Senegal is a country in one boat.

Senegal received its name from the Senegal river which literally means ‘our canoe’. Senegal is leaving for its name being a rare African country without a long standing tradition of violence and coupe d’etat.

Leopold Sedar Senghor — a poet and the first (Socialist) President of Senegal — had stayed in power from 1960, when the country received its independence from France, until 1980, when he selected his successor — Abdou Diou — from the rival (Liberal) political party. Diou kept his position for 19 years, until 1999, when Abdoulaye Wade won the elections recognized by international observers as free and fair. Macky Sall changed Wade on his post in 2012.

There are more than 70 political parties in Senegal, however, its unicameral, 150-members National Assembly is dominated by one political coalition — United in Hope with 199 seats — led by pro-democratic Alliance pour la republique.

Senegalese economy is largely based on mining (predominantly on phosphates and oil) and agricultural industries with fishing (salmon, oysters) becoming more and more important source of exports revenues. On top of that, Senegal’s political and social stability is gratified by increasing number of foreign tourists visiting the country every year. Currently, one of the issues for Senegal fishing industry is illegal fishing in its territorial 14-miles wide coastal waters.

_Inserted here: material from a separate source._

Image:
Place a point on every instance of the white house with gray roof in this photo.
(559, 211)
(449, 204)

Senegalese people are gaining politically and economically by not rocking their country’s ship.

At the start of 2010th local government had decided to convert Senegal into the most innovative francophone state on the African continent and heavily invested into renewal of country’s outdated telecommunication infrastructure. As a result, the local yearly rate of Internet expansion exceeds 10%. However, at present, Internet access is still limited to only 30% of 16 million population and mobile networks prevail.

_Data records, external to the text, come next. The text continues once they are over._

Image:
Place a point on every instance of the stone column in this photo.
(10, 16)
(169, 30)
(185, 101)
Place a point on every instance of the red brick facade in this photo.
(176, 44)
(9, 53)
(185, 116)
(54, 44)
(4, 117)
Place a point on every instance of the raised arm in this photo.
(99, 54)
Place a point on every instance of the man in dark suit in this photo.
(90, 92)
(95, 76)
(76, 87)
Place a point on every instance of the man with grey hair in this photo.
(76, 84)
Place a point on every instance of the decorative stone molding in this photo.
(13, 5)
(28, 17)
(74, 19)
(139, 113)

Senegal has maintained traditionally strong links to EU (France in particular) and many young Senegalese had lived and studied there. That, together with big overseas expatriates community, provide good technical and managerial expertize as well as some seed money to local startups. Senegal economy expands with moderate rate of 5–6% yearly.

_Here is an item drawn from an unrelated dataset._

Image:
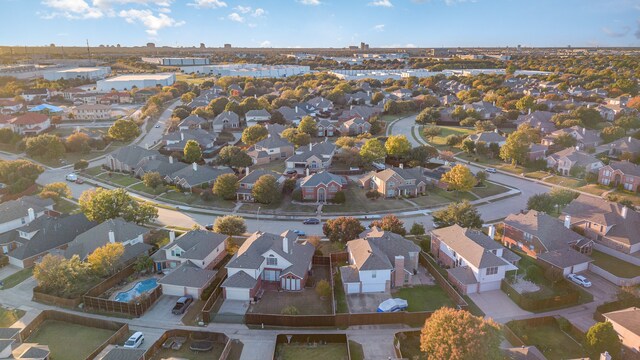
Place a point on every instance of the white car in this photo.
(134, 341)
(579, 279)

On the other hand, Senegal has serious limitations to its innovative strive. Local economy is predominantly agriculture based and population is largely poor (primary outside of large cities) and Senegalese budget is still stabilized by international donors. Unemployment rate, specifically among young Senegalese, is skyrocketing. Level of bureaucracy is excessive and SME taxation is overbearing. However, local startups ecosystem, although limited to Dakar, is gradually expanding and Senegal has already attracted attention of big players in VC world.

Business Notes for Startups Founders:

  • political climate: friendly;
  • economic climate: not friendly;
  • regions to focus: East Sub-Saharan Africa;
  • industries to focus: mobile apps, e-commerce, social networks, FinTech;
  • major limitations: agriculture based economy, poor population (per-capita is less than $1000), very high unemployment rate (over 20%), brains drainage;
  • stimulus: educated workforce, large overseas community, quickly growing Internet and mobile networks;
  • opportunities: to built a mobile e-business orientated not only on local but also on West African users.